I don’t hold it against you Eugene for you are entitled to make a mistake every once in a while.
But don’t make a habit out of it!
“In the end, we will remember not the words of our enemies, but the silence of our friends.”
-- Dr. Martin Luther King, Jr. III
Update: Wow. I have never made the Community Spotlight before. I am humbled and I thank you. Also thanks for the Rec list shoutout.
I wanted to write more, but after editing this thing 25 times last night, I was pooped and I went to bed. I wanted to remark on Dr. King's quote that I added to this diary above from his 1968 book of lectures entitled Trumpet of Conscience. Of all of the quotes from Dr. King, this one resonates with me the most because in it embodies the simple solution for improving race relations and strengthening our dialogue on race, as well as many other issues we have difficulty discussing.
We cannot be silent because silence kills. It certainly did during the Jim Crow era and the Civil Rights era. It still does in urban communities where gang violence has a hold of communities.

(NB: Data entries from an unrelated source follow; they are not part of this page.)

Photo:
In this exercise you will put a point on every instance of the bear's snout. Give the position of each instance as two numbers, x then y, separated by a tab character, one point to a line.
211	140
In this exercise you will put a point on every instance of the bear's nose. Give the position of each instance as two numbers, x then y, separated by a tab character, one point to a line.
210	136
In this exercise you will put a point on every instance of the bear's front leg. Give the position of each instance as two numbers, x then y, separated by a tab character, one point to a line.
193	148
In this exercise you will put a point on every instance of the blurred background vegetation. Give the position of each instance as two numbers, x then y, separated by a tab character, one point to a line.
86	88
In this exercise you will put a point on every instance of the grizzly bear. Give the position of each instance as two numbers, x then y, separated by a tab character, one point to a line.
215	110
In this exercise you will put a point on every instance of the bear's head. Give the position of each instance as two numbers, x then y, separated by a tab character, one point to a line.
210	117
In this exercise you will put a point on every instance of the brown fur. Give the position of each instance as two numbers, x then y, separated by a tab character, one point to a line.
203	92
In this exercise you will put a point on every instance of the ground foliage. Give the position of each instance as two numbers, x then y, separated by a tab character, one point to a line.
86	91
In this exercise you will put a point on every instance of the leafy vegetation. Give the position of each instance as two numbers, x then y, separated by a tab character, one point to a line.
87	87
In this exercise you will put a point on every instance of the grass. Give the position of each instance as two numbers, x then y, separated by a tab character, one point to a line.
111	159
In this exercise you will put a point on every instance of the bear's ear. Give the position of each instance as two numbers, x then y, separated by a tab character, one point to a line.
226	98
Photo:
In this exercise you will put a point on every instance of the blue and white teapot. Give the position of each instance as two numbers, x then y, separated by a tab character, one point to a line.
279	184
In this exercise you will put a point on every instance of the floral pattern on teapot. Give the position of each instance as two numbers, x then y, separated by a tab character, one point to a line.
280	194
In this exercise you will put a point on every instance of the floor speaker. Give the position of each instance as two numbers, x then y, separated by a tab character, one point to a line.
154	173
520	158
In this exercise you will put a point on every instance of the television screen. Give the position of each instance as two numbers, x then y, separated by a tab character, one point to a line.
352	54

We cannot be silent, because when we are silent, we allow the extremists to control the discussion. We allow the extremists to manipulate the discussion. We allow the extremists to continue to be grossly inappropriate to the point that we allow ourselves to be numb to their extremism. It's time for those days to be over, because this is our country too and these folk don't speak for the rest of us. They don't represent us in Congress. They don't speak for us on talk radio.
You cannot be silent any longer. You cannot tolerate coded language any longer. It is unacceptable and you have to willing to push back on that.

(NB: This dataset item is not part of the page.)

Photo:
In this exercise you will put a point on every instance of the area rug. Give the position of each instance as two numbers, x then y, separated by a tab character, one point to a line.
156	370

That means YOU. All of YOU.
This is the only way to build the bonds of trust and provide a stronger, more cohesive and diverse political foundation to finally take on all of the political issues of climate change, NSA overreach, threats to Social Security and Medicare, the Keystone pipeline, getting our troops out of Afghanistan faster, closing Guantanamo bay -- of the things that Progressives view as vitally important matters.
But you can't build a bridge with key girders missing. We can't build a better union until we deal with the obvious and then build on clean, fertile soil.